Why is it that when paying child support that the "non custodial parent" has no rights? Our "GROSS" pay is what the % is taken from not the net. So regardless of any mortgages, car payments, loans etc we have or even how much we pay in tax, they take it from the GROSS.... yet they do not take into account if the Ex is re married, their partner earns loads of money, they don't have to account for the child support as to where it is going. My Ex has managed to buy a new car, go overseas on holidays and all that when i struggled to put food on the table for myself. Child support is meant to be one half of what it takes to maintain a child, the "custodial" parent should be made to show receipts for monies spent on the children at tax time to justify the amount of money being paid. Particularly when that person removes the children against a court order and there is nothing that can be done about it unless you take them to court. It is near on impossible to afford to pay for a lawyer to take them to court as that cost thousands which you don't have due to the amount of child support you pay. It is a vicious circle indeed. I know not all "custodial" ex's are like this but there needs to be stringent rules and assistance for non custodial parents when these type of things happen. After all they are quite happy to take the money, they should allow us to see our children. Perhaps the percentage should be asset based? on both non custodial and custodial. Why should the non custodial parent live in squallor, never having the opportunity to afford to own a house when the custodial parent can work, get child support and have a partner who earns lots of money can afford to buy what they want? What of the poor kids who miss out on seeing their other parent through choices made for them by your ex?


Ralphy
  • 29th Nov 2010 07:13am

Hi Blondie.... Thanks for that, It is indeed a tough situation and I think everyone has to take a step back (incl the CSA & Gov't) and realise that the kids are the ones that hurt the most. Sure she may get the child support payment but because we have to pay loads of money to CS we then cant afford to do anything special with our kids.
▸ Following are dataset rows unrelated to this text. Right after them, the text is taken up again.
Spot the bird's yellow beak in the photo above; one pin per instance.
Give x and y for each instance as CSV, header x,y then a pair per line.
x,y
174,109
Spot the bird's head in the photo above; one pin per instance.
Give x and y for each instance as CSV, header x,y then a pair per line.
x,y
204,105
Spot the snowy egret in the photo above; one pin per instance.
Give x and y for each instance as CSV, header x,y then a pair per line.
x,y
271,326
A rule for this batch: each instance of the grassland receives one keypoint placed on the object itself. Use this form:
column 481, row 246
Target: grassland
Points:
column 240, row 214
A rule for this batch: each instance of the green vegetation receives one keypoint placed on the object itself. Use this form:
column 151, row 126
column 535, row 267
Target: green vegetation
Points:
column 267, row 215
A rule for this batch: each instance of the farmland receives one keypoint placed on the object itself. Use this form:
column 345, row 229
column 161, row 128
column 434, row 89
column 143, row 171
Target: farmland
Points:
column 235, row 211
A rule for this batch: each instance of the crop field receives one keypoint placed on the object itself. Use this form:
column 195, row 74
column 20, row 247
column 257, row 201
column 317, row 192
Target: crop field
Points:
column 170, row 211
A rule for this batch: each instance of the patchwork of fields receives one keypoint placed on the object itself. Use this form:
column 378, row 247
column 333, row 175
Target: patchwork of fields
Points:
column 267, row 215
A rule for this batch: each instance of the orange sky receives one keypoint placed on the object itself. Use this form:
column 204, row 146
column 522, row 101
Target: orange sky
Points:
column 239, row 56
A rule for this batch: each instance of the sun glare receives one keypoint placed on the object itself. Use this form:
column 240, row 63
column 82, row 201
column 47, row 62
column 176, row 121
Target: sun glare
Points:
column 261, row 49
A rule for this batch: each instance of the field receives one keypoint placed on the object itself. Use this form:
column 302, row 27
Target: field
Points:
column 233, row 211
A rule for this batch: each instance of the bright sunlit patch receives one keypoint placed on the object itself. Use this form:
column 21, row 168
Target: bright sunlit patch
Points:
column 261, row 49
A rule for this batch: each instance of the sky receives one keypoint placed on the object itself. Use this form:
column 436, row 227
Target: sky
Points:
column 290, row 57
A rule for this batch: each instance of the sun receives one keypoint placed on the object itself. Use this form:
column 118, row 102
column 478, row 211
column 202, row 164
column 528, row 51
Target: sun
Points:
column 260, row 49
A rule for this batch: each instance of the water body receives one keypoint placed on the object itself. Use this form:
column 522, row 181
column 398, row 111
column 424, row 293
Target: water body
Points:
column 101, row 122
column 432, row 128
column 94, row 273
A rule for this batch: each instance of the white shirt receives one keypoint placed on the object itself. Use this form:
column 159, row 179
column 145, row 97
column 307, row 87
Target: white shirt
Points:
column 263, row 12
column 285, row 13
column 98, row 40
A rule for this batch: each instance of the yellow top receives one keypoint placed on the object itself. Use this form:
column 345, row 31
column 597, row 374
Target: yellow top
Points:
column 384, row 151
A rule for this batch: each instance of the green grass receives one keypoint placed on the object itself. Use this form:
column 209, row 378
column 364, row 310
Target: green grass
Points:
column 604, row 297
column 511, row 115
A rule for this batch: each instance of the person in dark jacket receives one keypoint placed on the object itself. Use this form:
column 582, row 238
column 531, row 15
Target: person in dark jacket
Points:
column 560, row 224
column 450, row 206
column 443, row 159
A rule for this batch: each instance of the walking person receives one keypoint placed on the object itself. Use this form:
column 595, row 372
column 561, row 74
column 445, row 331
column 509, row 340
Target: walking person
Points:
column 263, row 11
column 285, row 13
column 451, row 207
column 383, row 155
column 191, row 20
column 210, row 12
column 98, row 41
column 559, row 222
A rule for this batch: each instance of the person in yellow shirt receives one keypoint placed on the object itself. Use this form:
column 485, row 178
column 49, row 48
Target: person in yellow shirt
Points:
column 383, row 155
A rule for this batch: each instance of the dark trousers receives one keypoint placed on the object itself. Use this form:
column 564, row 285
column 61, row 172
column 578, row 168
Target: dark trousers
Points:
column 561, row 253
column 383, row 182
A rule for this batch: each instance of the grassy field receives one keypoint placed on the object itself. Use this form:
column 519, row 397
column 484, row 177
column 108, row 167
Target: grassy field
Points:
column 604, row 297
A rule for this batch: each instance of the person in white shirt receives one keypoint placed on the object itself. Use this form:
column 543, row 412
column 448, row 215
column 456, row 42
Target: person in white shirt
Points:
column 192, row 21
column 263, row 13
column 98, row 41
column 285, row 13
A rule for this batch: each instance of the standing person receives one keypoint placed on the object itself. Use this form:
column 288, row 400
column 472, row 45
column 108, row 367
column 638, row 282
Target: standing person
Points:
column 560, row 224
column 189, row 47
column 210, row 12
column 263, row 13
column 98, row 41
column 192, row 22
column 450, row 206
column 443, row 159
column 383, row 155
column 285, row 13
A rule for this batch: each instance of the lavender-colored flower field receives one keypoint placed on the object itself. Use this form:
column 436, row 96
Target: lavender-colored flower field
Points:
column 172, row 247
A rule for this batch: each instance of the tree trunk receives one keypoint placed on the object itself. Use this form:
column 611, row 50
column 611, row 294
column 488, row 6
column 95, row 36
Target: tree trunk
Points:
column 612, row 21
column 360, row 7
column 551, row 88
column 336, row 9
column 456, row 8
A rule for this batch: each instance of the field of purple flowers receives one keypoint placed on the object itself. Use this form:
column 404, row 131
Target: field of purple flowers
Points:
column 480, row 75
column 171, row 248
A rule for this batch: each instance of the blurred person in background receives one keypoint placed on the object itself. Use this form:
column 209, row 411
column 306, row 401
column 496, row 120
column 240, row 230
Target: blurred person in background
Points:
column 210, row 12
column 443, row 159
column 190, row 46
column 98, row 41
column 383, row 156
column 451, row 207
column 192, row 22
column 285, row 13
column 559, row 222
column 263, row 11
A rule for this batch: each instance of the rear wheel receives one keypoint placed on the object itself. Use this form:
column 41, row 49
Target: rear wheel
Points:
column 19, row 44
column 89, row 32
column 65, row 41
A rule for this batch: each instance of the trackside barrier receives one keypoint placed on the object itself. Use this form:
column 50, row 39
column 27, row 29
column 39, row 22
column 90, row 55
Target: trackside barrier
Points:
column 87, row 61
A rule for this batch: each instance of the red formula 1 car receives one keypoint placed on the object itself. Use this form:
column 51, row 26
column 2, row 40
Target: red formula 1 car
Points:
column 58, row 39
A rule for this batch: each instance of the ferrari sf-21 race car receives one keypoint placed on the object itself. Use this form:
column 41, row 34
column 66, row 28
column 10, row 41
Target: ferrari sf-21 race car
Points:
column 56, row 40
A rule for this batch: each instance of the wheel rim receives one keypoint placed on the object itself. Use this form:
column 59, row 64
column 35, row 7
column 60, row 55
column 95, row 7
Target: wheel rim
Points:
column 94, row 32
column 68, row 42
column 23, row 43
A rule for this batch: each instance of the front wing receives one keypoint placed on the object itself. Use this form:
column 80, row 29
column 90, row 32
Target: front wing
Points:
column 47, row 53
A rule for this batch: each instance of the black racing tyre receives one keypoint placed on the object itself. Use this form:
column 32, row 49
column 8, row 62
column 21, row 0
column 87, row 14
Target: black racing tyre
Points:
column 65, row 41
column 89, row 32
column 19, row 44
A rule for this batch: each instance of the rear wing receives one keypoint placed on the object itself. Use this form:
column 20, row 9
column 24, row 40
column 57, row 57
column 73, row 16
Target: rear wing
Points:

Mine were moved to Sth Aus and it cost me a fortune (i didn't have) to see them for a weekend after driving from Vic then renting a holiday house etc etc..... I was quite prepared to continue doing this but the choice was taken from me when she moved without informing me and gave me no forward address or telephone number... That weekend I saw them my oldest went pale and was shaking and when I asked her wat was wrong she told me that mummy said I was in heavan.... cruelty at it's worst i think (for the kids)... I have never been a drop beat dad who has never paid CS but I was also in a Gov't job where they knew exactly how much I was earning... tax refund??? what is that, apparently that went straight to her too... my ex lives on a huge farm, owns horses, runs a saddlery aand all the rest and I still to this day rent.... there is no fair system in place and never will be because they just dont care ... I know of some people I used to work with that made up a buisness (boating company) and all their money went into that and they paid themselves a small wage... thing is, they didnt even own a boat, but this way they were paying minimal CS payments... I couldn't do somethign like that because that is fraud as far as im concerned and again, the kids are the ones that suffer.... I feel for your friends as they are in a bad place either way.. I hope it works out for them.... what of you? has the kids dad manned up and paid what he should? did you find it hard to meet someone else with all the crap that goes on in these type of battles?